# **4th Attempt at Text Generation Using RNN**

Following on from my 3rd attempt, i thought i'd try training the model, on the same dataset, but this time not select the most probable characther from the prediction distribution.
To make model training faster as well. I think not using the model checkpoint call back at the end of every epoch would be ideal, or at the very least reduce the frequency at which it is used.


## **Import Dependencies**

In [1]:
import numpy as np
import tensorflow as tf

print(tf.__version__)

2.8.2


## **Get the Data**

In [2]:
# i downloaded the dataset from this link
url = "https://www.kaggle.com/datasets/tarundalal/anime-quotes/download?datasetVersionNumber=1"


In [3]:
import csv

# read the csvfile
anime_quotes = []

# the csv file contains Quote, character, Anime.
with open('AnimeQuotes.csv') as csv_file:
  csv_reader = csv.reader(csv_file, delimiter=',')
  for row in csv_reader:
    anime_quotes.append(row[0])

print(anime_quotes[:10])


['Quote', 'People’s lives don’t end when they die, it ends when they lose faith.', 'If you don’t take risks, you can’t create a future!', 'If you don’t like your destiny, don’t accept it.', 'When you give up, that’s when the game ends.', 'All we can do is live until the day we die.
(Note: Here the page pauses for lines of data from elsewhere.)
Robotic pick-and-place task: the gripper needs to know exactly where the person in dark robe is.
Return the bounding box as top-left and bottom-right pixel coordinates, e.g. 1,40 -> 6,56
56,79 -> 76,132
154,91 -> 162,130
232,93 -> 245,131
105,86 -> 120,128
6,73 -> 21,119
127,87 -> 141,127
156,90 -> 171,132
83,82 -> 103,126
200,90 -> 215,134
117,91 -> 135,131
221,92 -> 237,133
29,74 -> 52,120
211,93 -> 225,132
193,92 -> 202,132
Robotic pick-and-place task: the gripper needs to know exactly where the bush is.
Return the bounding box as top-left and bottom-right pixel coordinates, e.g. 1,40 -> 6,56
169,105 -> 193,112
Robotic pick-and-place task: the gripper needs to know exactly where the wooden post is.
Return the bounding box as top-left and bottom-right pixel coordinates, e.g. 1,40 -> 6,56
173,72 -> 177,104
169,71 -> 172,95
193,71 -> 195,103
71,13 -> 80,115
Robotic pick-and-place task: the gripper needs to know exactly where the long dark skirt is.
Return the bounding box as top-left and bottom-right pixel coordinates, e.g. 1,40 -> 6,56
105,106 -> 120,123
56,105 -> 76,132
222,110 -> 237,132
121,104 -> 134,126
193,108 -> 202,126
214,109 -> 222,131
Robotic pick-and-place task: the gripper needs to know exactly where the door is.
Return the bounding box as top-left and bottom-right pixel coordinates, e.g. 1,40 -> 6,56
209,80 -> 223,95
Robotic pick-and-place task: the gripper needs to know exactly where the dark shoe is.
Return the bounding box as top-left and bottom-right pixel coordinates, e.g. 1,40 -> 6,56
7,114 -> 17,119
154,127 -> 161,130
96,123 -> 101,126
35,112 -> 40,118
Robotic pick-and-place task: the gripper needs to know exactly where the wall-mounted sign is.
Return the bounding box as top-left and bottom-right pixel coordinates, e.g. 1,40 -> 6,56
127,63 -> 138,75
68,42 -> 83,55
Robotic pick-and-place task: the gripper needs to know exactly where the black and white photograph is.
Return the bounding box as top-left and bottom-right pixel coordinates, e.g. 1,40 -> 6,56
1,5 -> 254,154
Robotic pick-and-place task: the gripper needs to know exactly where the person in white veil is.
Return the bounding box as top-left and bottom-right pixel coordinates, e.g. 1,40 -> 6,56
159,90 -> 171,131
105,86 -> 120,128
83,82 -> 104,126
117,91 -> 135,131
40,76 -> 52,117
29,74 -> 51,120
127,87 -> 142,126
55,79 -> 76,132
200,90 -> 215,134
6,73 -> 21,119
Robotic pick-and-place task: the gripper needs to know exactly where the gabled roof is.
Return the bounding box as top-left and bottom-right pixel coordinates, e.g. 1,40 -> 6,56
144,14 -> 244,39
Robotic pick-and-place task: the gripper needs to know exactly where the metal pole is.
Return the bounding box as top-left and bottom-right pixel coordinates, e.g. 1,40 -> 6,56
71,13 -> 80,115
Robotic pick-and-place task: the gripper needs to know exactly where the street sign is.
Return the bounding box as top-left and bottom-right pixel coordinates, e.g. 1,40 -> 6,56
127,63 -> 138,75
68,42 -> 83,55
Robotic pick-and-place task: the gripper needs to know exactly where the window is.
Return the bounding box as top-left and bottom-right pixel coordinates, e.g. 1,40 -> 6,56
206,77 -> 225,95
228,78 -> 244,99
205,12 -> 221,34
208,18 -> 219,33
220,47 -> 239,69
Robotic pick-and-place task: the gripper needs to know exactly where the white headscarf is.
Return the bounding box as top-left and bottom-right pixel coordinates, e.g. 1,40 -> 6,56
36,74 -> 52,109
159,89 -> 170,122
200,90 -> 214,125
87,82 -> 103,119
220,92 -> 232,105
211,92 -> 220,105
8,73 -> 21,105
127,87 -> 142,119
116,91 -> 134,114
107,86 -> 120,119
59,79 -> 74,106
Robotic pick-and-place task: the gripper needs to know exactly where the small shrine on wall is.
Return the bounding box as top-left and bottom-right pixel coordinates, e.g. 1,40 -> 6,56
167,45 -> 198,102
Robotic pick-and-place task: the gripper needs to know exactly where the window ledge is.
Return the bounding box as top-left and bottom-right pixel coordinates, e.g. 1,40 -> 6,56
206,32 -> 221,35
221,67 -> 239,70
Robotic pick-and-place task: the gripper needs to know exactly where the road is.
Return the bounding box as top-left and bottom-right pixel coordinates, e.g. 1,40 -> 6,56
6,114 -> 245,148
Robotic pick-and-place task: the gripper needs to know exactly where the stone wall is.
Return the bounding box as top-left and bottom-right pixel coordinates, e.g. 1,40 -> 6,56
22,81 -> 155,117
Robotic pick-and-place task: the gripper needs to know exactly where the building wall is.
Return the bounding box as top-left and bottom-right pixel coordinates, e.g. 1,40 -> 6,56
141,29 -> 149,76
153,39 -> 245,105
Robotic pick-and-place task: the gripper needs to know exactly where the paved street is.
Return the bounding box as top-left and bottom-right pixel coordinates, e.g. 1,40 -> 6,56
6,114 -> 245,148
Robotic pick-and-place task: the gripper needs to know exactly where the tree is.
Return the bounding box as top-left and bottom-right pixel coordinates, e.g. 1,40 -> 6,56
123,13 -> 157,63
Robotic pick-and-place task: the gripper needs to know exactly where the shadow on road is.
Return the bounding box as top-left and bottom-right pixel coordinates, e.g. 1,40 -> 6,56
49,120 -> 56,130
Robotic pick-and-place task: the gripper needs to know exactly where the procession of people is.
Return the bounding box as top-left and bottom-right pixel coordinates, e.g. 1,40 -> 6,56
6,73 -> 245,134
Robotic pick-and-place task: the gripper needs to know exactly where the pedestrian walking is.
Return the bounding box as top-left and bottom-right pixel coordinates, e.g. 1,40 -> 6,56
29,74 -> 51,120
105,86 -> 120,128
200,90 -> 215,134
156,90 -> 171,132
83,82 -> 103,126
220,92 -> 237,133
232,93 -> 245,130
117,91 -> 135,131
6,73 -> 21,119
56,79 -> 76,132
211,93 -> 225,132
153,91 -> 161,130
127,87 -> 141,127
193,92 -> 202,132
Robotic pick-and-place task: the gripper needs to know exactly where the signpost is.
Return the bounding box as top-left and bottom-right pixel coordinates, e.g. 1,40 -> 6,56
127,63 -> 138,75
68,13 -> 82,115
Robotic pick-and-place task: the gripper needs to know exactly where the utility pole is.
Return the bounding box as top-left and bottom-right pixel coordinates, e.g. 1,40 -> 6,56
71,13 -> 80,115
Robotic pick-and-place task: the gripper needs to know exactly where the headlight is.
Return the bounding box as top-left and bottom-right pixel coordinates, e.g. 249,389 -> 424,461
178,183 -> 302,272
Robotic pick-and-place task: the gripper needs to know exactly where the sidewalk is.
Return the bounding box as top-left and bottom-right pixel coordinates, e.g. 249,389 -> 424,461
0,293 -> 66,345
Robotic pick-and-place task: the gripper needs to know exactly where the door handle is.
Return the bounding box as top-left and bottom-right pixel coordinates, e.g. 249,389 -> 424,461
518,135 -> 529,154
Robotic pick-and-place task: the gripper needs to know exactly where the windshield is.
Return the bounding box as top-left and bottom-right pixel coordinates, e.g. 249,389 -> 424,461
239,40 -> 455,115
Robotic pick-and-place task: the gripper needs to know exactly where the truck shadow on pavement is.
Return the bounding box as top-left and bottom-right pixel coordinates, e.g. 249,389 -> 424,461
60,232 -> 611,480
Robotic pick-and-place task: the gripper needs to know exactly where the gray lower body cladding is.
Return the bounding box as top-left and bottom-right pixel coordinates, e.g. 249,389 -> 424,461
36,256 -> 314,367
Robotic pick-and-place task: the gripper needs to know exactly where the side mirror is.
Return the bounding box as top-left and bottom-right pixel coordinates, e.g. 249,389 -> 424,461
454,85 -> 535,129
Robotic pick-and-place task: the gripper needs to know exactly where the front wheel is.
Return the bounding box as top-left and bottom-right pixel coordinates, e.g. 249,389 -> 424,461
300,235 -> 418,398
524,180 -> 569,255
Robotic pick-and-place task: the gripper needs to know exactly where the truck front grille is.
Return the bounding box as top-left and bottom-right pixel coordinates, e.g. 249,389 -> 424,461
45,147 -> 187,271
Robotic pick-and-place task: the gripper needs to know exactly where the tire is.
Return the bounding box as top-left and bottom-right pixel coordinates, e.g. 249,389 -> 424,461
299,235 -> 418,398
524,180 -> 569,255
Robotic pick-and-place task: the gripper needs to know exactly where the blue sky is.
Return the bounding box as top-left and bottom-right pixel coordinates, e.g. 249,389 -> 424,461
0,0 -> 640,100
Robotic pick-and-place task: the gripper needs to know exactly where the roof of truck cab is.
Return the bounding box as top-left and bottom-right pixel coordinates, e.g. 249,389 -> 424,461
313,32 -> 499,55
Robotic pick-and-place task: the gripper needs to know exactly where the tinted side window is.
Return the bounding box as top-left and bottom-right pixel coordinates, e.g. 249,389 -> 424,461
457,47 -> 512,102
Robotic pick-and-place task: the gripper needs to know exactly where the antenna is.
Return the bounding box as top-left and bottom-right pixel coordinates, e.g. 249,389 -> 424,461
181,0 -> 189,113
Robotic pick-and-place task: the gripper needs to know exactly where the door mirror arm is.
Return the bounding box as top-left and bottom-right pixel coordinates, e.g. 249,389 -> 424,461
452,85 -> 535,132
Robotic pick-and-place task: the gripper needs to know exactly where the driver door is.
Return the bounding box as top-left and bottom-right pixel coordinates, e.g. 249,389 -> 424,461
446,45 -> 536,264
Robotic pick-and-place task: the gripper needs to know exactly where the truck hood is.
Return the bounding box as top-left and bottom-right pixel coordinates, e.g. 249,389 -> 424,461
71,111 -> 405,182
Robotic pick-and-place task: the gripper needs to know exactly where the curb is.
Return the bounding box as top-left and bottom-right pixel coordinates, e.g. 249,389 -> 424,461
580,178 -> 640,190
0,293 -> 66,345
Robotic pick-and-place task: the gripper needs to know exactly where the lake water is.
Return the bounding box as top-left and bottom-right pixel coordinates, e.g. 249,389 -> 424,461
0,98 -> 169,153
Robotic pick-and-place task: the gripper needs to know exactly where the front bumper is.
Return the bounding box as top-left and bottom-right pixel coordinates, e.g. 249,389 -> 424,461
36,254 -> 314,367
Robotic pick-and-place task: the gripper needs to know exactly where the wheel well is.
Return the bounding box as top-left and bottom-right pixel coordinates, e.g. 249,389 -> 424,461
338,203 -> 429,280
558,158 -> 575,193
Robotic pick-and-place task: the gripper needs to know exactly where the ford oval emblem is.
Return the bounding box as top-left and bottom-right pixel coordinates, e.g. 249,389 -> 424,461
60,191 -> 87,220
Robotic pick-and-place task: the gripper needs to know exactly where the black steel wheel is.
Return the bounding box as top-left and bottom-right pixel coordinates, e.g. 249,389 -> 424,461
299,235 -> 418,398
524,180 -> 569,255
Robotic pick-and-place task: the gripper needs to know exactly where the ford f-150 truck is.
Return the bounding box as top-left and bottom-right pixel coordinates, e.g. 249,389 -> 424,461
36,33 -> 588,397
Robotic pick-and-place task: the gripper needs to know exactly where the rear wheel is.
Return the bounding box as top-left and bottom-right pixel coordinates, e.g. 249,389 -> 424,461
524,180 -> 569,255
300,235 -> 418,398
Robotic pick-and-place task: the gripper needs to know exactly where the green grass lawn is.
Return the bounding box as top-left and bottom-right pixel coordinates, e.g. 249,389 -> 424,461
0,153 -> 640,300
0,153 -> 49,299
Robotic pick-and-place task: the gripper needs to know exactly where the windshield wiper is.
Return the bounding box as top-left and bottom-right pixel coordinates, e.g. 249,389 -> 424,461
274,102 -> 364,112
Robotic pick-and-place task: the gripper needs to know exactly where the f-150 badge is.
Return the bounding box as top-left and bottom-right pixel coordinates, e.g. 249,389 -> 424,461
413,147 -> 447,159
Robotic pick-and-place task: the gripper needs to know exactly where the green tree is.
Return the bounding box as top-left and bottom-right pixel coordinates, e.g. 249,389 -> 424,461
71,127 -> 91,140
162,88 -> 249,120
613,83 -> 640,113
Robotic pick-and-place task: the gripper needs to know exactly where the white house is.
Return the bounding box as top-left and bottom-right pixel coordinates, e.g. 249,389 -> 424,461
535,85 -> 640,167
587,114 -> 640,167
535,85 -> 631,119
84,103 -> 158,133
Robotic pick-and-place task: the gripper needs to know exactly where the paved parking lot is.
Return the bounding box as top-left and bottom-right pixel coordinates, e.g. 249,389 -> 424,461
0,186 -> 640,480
Control what we can…and fly free.', 'Forgetting is like a wound. The wound may heal, but it has already left a scar.', 'It’s just pathetic to give up on something before you even give it a shot.”', 'If you don’t share someone’s pain, you can never understand them.', 'Whatever you lose, you’ll find it again. But what you throw away you’ll never get back.']


## **Prepare the data**

In [4]:
# remove the header
anime_quotes = anime_quotes[1:]

print(anime_quotes[:10])
print(len(anime_quotes))


['People’s lives don’t end when they die, it ends when they lose faith.', 'If you don’t take risks, you can’t create a future!', 'If you don’t like your destiny, don’t accept it.', 'When you give up, that’s when the game ends.', 'All we can do is live until the day we die. Control what we can…and fly free.', 'Forgetting is like a wound. The wound may heal, but it has already left a scar.', 'It’s just pathetic to give up on something before you even give it a shot.”', 'If you don’t share someone’s pain, you can never understand them.', 'Whatever you lose, you’ll find it again. But what you throw away you’ll never get back.', 'We don’t have to know what tomorrow holds! That’s why we can live for everything we’re worth today!”']
121


In [5]:
# Combine the contents into a single string
all_anime_quotes = "".join(anime_quotes)

# get some information about the dataset
num_char = len(all_anime_quotes)
unique_chars = set(all_anime_quotes)
vocab_size = len(unique_chars)

print(f"Number of characthers in the string: {num_char}")
print(f"Number of unique characthers in the string: {vocab_size}")
print(f"Unique characthers in the string: {unique_chars}")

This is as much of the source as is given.